From the chamber, the gas moves into a PVC pipe filled with water — "the bubbler, to make sure backfires don't blow this whole thing up," Cope explains. Then another tube sends the gas straight to the four-horsepower combustion motor, which suddenly chugs to life.
It didn't run long before a backfire shut it off. But, hey, Tailpipe has to admit: It did run.
"This technology has been out there for a while," Cope said, "but [the oil industry] has done whatever it could to stop the progress and silence the people who know about it."
So Cope and Kaehele have solved the world's energy problems? And Cope and Kaehele will soon make an appearance on the Forbes 400 list?
Er, not so fast, says University of Southern California chemistry professor Stephen E. Bradforth, an expert on molecular dynamics and water chemistry.

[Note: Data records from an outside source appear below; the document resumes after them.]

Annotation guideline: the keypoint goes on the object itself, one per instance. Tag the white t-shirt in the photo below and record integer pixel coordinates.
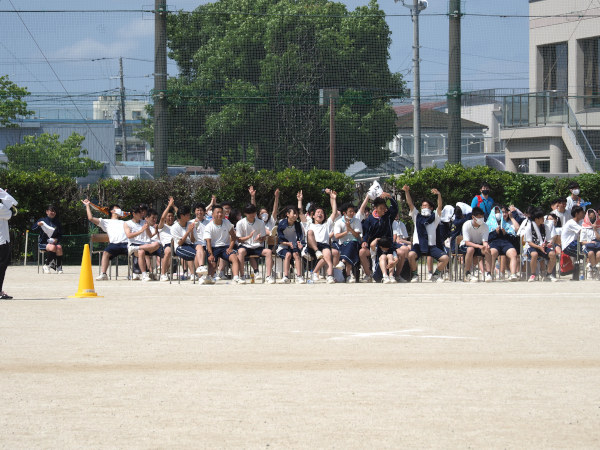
(587, 235)
(340, 227)
(177, 232)
(431, 228)
(399, 229)
(165, 234)
(218, 234)
(199, 229)
(569, 232)
(134, 228)
(243, 228)
(155, 235)
(322, 230)
(474, 235)
(114, 229)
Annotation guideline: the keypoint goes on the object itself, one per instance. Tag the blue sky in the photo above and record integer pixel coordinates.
(495, 50)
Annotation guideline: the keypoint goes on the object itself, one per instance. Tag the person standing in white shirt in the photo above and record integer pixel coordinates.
(220, 241)
(252, 234)
(475, 244)
(6, 203)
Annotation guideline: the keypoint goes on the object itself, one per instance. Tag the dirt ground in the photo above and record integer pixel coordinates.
(153, 365)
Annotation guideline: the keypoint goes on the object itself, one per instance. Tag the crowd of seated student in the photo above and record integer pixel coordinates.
(211, 238)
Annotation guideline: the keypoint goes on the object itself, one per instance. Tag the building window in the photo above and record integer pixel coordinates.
(555, 67)
(543, 166)
(591, 72)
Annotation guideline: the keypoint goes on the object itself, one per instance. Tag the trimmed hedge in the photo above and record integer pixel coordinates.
(35, 190)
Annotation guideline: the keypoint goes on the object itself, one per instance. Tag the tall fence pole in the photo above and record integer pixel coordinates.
(160, 88)
(454, 83)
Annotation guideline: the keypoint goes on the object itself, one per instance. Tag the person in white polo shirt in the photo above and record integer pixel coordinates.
(7, 203)
(117, 239)
(475, 244)
(220, 241)
(252, 233)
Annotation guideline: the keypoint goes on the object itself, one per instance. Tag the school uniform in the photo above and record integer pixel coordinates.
(569, 236)
(289, 233)
(117, 239)
(348, 245)
(430, 233)
(244, 228)
(474, 235)
(220, 238)
(185, 251)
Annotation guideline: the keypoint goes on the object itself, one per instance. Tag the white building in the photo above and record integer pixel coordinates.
(556, 127)
(109, 108)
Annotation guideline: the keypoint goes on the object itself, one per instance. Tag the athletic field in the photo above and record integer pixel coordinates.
(153, 365)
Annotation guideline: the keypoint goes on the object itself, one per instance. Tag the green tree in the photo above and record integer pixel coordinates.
(12, 104)
(47, 152)
(248, 88)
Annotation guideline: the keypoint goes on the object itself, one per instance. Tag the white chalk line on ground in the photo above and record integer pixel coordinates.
(345, 335)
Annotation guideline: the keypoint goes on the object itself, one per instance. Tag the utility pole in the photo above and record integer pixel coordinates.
(160, 88)
(454, 84)
(331, 134)
(123, 123)
(415, 8)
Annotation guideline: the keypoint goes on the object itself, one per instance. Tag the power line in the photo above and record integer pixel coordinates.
(63, 86)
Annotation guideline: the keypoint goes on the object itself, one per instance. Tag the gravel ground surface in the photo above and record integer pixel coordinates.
(153, 365)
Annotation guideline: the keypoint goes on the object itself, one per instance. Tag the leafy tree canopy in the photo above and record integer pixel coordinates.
(250, 75)
(11, 101)
(47, 152)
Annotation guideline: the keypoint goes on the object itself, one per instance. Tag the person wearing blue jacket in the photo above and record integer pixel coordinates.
(49, 240)
(379, 224)
(291, 242)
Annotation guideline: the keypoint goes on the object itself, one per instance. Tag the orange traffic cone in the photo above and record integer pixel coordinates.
(86, 281)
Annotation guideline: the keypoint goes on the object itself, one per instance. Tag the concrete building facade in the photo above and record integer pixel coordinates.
(555, 129)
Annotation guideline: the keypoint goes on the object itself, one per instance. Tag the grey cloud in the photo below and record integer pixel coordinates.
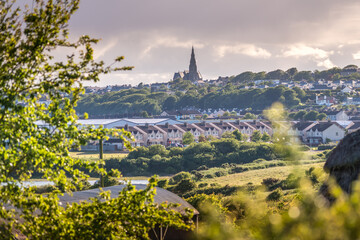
(155, 36)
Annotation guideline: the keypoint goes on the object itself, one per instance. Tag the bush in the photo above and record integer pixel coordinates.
(304, 148)
(269, 183)
(259, 160)
(202, 185)
(202, 167)
(209, 175)
(275, 195)
(186, 185)
(291, 182)
(326, 146)
(45, 189)
(225, 165)
(179, 177)
(220, 173)
(163, 183)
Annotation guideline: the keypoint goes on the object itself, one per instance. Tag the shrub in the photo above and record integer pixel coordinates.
(214, 185)
(304, 148)
(275, 195)
(202, 185)
(269, 183)
(220, 173)
(202, 167)
(326, 146)
(291, 182)
(185, 185)
(225, 165)
(198, 176)
(163, 183)
(45, 189)
(259, 160)
(179, 177)
(209, 175)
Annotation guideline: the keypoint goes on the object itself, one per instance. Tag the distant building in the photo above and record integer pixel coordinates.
(193, 74)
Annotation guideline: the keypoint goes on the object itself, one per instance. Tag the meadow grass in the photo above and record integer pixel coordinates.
(95, 155)
(256, 176)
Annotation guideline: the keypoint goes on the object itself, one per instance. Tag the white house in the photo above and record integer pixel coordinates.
(323, 132)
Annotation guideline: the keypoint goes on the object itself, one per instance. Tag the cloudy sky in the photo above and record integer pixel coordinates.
(229, 36)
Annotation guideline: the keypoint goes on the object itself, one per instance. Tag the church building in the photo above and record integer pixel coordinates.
(193, 74)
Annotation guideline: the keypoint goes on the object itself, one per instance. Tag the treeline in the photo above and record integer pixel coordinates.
(138, 101)
(294, 75)
(156, 159)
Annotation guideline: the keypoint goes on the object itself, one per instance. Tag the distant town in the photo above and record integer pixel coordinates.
(322, 106)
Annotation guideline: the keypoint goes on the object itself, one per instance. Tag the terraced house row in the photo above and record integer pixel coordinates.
(170, 134)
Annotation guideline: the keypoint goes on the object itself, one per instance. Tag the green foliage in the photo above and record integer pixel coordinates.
(36, 138)
(275, 195)
(328, 146)
(256, 136)
(184, 186)
(179, 177)
(270, 183)
(163, 183)
(188, 138)
(265, 137)
(250, 116)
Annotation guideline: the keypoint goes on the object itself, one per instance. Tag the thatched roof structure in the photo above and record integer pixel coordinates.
(343, 162)
(161, 196)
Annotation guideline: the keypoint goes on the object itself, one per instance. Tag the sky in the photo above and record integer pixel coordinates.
(229, 36)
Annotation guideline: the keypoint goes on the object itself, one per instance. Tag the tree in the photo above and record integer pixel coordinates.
(256, 136)
(228, 134)
(226, 114)
(188, 138)
(144, 114)
(170, 103)
(249, 116)
(239, 136)
(311, 116)
(202, 138)
(265, 137)
(36, 138)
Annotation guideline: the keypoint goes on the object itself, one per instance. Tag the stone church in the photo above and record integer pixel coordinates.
(193, 74)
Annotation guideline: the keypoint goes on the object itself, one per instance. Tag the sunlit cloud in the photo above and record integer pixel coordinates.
(320, 56)
(170, 42)
(356, 55)
(244, 49)
(101, 51)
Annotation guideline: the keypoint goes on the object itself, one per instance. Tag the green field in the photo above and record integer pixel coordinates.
(256, 176)
(95, 155)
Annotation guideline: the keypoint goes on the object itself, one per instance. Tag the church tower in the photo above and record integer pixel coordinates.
(193, 73)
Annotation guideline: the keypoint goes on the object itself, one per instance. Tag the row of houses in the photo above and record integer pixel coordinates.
(172, 134)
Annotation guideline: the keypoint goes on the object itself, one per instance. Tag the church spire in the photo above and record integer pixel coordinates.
(193, 73)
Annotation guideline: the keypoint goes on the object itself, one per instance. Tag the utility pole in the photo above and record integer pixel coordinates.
(101, 148)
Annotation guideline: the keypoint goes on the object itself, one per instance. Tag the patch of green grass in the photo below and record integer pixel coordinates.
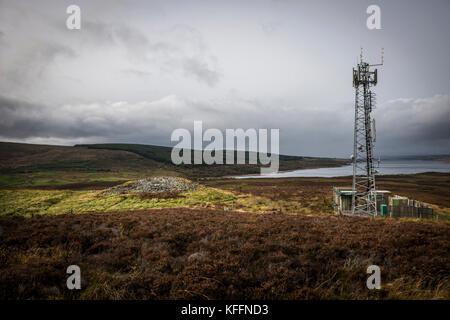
(35, 202)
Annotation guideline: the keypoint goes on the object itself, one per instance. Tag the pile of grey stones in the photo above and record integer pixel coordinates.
(152, 185)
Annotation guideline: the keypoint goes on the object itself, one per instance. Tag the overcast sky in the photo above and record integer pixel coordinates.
(137, 70)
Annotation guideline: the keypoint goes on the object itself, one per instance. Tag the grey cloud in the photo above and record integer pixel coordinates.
(201, 71)
(310, 131)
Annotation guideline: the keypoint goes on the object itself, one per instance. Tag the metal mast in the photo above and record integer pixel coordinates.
(364, 200)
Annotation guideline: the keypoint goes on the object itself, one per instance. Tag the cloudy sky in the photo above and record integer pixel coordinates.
(137, 70)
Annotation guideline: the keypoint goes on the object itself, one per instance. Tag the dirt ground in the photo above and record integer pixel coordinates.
(215, 254)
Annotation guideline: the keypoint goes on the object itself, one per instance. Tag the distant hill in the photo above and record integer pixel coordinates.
(163, 155)
(36, 165)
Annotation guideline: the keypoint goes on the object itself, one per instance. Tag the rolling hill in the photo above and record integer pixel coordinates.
(39, 165)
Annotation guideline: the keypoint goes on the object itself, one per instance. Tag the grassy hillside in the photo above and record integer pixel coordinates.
(43, 165)
(179, 253)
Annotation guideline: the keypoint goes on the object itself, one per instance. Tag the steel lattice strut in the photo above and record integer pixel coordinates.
(364, 192)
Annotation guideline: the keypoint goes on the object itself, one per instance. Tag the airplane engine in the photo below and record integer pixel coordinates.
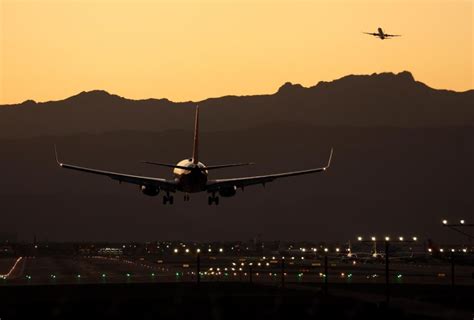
(228, 192)
(150, 191)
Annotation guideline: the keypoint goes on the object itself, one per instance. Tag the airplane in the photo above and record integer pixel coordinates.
(382, 35)
(191, 176)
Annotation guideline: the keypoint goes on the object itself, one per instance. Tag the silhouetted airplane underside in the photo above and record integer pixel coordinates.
(380, 34)
(191, 176)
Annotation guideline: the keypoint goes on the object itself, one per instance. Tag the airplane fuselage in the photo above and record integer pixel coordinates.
(192, 180)
(381, 34)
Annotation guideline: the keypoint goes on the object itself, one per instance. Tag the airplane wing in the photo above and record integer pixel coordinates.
(215, 185)
(164, 184)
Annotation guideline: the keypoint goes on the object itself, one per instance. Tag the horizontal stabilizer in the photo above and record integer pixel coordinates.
(165, 165)
(220, 166)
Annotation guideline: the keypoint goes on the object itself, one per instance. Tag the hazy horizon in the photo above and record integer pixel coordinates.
(190, 51)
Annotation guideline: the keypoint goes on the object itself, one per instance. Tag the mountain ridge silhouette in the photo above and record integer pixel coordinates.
(384, 99)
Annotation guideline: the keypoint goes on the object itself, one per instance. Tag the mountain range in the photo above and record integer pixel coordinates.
(403, 161)
(384, 99)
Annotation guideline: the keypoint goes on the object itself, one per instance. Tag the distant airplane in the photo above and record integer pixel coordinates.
(191, 176)
(382, 35)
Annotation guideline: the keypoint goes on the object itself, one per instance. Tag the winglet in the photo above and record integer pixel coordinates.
(196, 137)
(56, 154)
(330, 158)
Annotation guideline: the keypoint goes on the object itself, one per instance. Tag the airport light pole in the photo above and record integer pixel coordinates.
(283, 272)
(455, 227)
(387, 242)
(198, 267)
(326, 276)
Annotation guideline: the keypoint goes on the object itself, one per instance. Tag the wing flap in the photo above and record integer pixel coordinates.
(215, 185)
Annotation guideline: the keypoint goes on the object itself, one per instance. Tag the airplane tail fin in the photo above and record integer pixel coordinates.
(196, 137)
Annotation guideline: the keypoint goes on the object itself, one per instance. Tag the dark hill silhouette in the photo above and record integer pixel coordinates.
(385, 99)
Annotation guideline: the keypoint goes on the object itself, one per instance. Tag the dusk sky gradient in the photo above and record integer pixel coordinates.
(191, 50)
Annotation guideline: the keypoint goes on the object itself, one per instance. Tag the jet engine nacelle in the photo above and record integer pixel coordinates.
(228, 192)
(150, 191)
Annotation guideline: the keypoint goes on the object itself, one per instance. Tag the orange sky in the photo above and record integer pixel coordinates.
(190, 50)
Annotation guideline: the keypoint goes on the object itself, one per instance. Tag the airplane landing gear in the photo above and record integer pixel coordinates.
(168, 199)
(213, 199)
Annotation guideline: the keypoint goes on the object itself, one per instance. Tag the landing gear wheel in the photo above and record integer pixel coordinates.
(213, 199)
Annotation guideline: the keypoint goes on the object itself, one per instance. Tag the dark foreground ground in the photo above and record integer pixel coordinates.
(233, 300)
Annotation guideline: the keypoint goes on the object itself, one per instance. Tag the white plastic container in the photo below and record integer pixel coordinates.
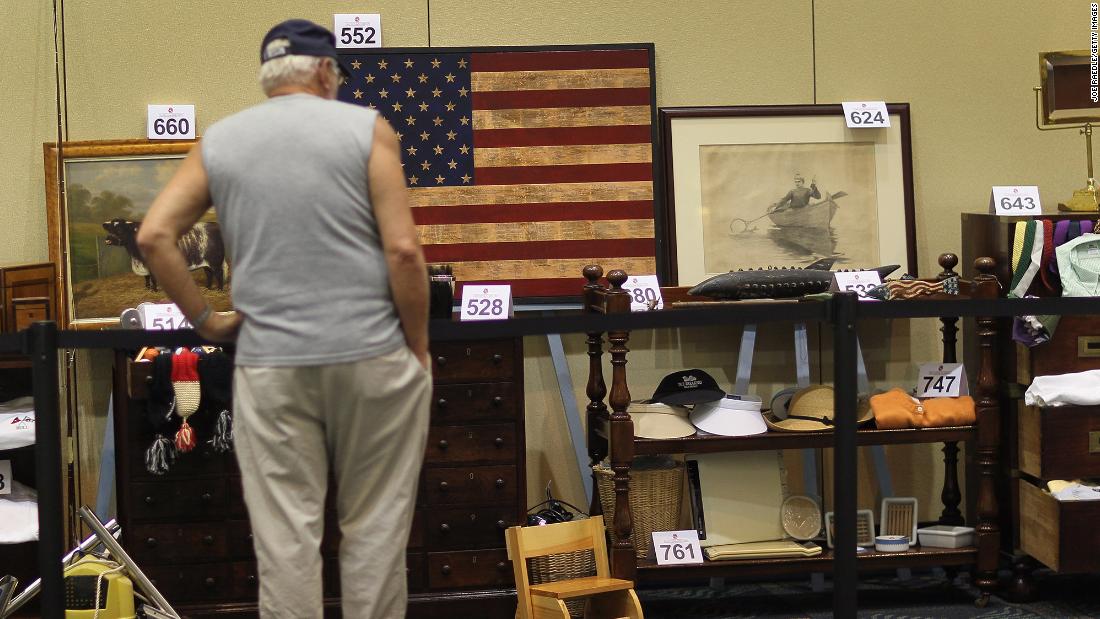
(943, 535)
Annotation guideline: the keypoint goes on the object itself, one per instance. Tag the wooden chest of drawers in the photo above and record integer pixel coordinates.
(189, 528)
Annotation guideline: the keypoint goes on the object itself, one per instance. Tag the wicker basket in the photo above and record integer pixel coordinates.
(655, 500)
(552, 567)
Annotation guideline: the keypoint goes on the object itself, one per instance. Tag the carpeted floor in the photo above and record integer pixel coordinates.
(923, 596)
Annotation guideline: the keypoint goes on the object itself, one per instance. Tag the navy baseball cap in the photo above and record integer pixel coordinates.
(304, 39)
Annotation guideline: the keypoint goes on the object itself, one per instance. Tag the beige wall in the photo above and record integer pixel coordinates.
(967, 68)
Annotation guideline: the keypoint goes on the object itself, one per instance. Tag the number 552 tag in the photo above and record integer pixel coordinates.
(942, 380)
(482, 301)
(677, 548)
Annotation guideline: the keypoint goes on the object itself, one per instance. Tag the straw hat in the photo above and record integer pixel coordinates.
(653, 420)
(811, 409)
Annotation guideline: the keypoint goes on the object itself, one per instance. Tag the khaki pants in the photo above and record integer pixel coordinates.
(367, 419)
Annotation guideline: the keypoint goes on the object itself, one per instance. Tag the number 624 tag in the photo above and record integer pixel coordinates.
(942, 380)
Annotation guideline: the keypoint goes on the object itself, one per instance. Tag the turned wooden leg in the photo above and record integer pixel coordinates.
(950, 496)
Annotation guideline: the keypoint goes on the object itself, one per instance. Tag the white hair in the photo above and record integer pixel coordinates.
(288, 69)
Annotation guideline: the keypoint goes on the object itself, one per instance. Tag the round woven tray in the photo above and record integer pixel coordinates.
(655, 503)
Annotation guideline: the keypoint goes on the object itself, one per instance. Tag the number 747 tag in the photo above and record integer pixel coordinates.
(942, 380)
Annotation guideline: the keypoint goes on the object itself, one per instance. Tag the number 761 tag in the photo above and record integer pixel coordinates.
(677, 548)
(482, 301)
(942, 380)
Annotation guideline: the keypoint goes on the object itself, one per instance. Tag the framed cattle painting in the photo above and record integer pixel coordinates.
(97, 195)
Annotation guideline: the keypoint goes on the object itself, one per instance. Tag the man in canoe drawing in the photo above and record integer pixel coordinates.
(800, 196)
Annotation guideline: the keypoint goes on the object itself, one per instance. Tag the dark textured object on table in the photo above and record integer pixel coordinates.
(773, 283)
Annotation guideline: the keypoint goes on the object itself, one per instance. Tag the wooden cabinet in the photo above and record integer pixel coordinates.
(189, 529)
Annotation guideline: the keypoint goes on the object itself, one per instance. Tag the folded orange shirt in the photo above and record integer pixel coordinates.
(895, 409)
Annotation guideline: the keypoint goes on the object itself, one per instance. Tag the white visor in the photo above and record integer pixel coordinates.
(732, 416)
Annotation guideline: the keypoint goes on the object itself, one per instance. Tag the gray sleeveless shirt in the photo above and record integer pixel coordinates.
(288, 179)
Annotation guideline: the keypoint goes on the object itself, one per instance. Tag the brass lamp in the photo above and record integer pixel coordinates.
(1064, 100)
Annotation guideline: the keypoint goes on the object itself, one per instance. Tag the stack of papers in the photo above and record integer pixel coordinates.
(777, 549)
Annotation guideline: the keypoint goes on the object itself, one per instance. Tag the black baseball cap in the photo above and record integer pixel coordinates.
(688, 387)
(304, 39)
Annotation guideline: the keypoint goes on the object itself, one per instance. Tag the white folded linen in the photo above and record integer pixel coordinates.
(1078, 388)
(19, 515)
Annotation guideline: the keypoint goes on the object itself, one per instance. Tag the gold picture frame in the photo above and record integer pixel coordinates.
(105, 180)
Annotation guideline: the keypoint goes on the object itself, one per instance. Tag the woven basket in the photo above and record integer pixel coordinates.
(655, 503)
(567, 565)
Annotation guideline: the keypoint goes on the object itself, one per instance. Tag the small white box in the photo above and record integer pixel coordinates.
(943, 535)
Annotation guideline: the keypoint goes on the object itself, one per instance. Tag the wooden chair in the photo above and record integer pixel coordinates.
(606, 597)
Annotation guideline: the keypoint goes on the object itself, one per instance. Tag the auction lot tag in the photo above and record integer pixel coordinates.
(486, 302)
(1022, 199)
(866, 114)
(162, 317)
(942, 380)
(171, 122)
(677, 548)
(4, 476)
(645, 293)
(858, 282)
(356, 31)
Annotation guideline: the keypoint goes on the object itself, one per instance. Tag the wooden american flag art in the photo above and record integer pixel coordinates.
(524, 164)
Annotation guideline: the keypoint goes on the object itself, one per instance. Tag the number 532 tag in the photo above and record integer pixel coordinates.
(486, 302)
(677, 548)
(942, 380)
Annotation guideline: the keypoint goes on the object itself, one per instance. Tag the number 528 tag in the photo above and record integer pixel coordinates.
(677, 548)
(942, 380)
(486, 302)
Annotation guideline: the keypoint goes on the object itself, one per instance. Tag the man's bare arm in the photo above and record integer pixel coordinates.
(408, 277)
(174, 211)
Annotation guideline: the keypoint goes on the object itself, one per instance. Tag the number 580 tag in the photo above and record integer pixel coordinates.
(677, 548)
(486, 302)
(942, 380)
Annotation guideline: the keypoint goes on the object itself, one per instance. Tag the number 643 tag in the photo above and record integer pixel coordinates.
(942, 380)
(482, 301)
(677, 548)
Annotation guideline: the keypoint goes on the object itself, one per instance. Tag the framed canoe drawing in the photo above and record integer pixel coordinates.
(784, 186)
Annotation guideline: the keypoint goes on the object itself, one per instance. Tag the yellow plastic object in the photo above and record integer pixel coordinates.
(117, 592)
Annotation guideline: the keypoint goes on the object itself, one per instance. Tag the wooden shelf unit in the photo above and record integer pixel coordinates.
(611, 434)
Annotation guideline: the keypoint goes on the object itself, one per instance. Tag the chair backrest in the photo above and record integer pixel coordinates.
(529, 542)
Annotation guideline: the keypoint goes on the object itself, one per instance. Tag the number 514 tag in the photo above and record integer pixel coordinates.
(942, 380)
(677, 548)
(486, 302)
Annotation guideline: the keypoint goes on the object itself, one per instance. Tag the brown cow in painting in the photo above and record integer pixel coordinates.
(201, 246)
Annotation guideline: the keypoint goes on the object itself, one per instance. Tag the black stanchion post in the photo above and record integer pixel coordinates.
(42, 347)
(845, 572)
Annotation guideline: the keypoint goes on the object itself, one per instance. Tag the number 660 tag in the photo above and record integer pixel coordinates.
(482, 301)
(942, 380)
(677, 548)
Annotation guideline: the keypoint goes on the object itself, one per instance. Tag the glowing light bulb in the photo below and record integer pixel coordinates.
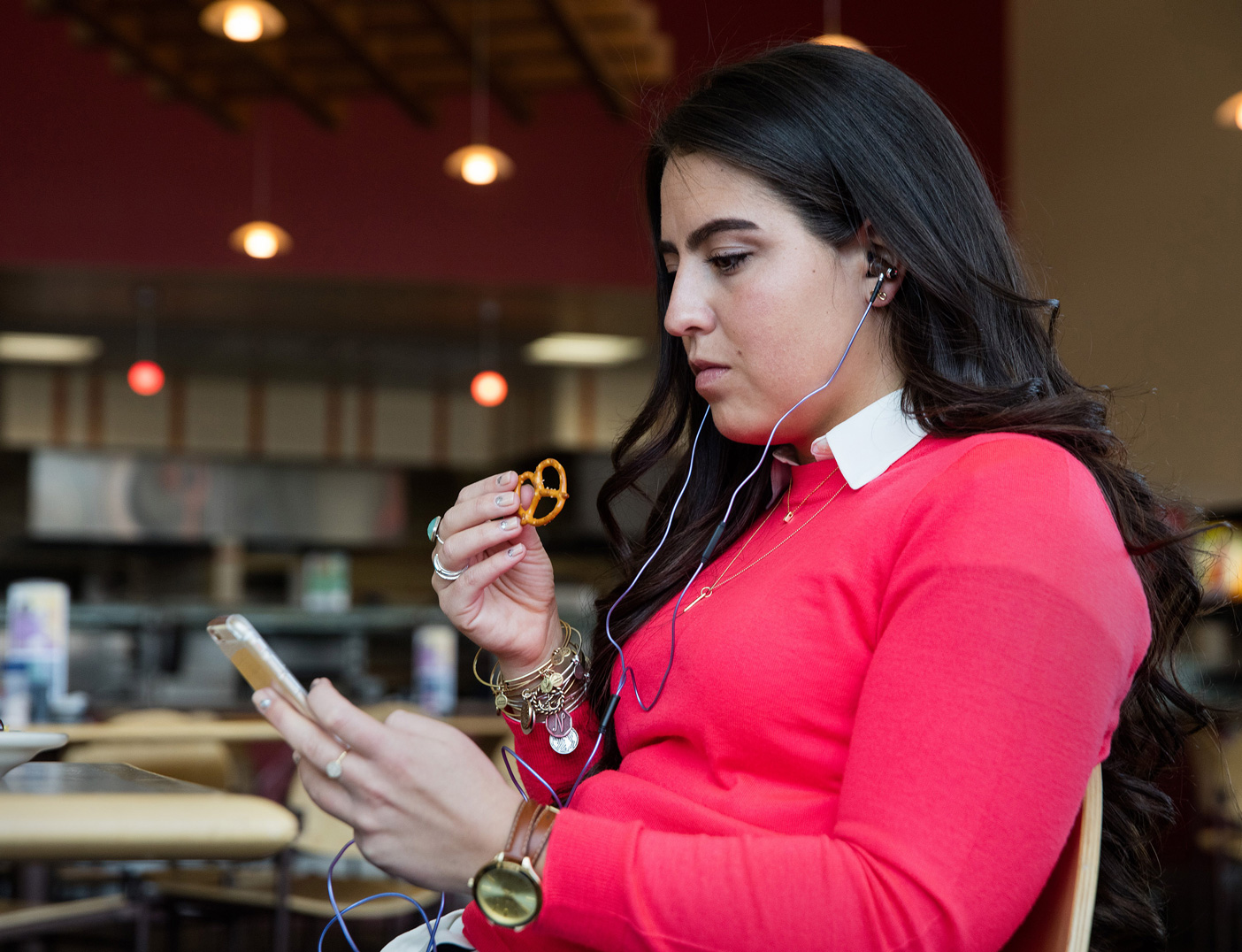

"People have known about electrolysis producing hydrogen for 200 years," Bradforth says in a phone interview, after the 'Pipe has described Cope's contraption. "What they've done is kind of novel in terms of burning just the hydrogen, but the chemistry back-end of this is nothing new. It sounds like they've created a garage version of a chemistry class demonstration."
Sorry, this is not a solution to our energy crisis, Bradforth says. "Turning water into fuel is just not energy efficient," he says. "It uses more power than it creates. If there were an efficient way to run a motor using electrolysis, we would all already be driving water cars."
The B-movie version of the story suggests that skeptics like Bradforth are part of the Big Oil conspiracy theory. You want cars that run on water? Hah, we have vays of eliminating leetle backyard science punks like you.
This amuses Bradforth (of course!). "Let them have their fantasies," he says tolerantly.
Dressing for a Warm Climate
Kyra Jachode is no fool. She can see past South Florida's SUV-clogged freeways, past its landfills and pollution-degraded Everglades. Someday, she thinks, even the clothes horses who gallop between the Galleria and the Aventura Mall will be inspecting labels not for trendy names but for trendy — and eco-friendly — fabrics.
OK, so that future may be a long way off. Fortunately Jachode only just turned 21. She recently won a berth in the South Florida Student Designer Competition, becoming one of six invited to show original designs to the international audience that gathered for last Wednesday's opening night of Miami Fashion Week.
Jachode chose a babydoll dress and matching vest, both made of hemp, bamboo, and silk, with wooden buttons in back sewn with Egyptian cotton. None of those oil-based synthetic fabrics such as polyester. And no materials from Indonesian sweatshops.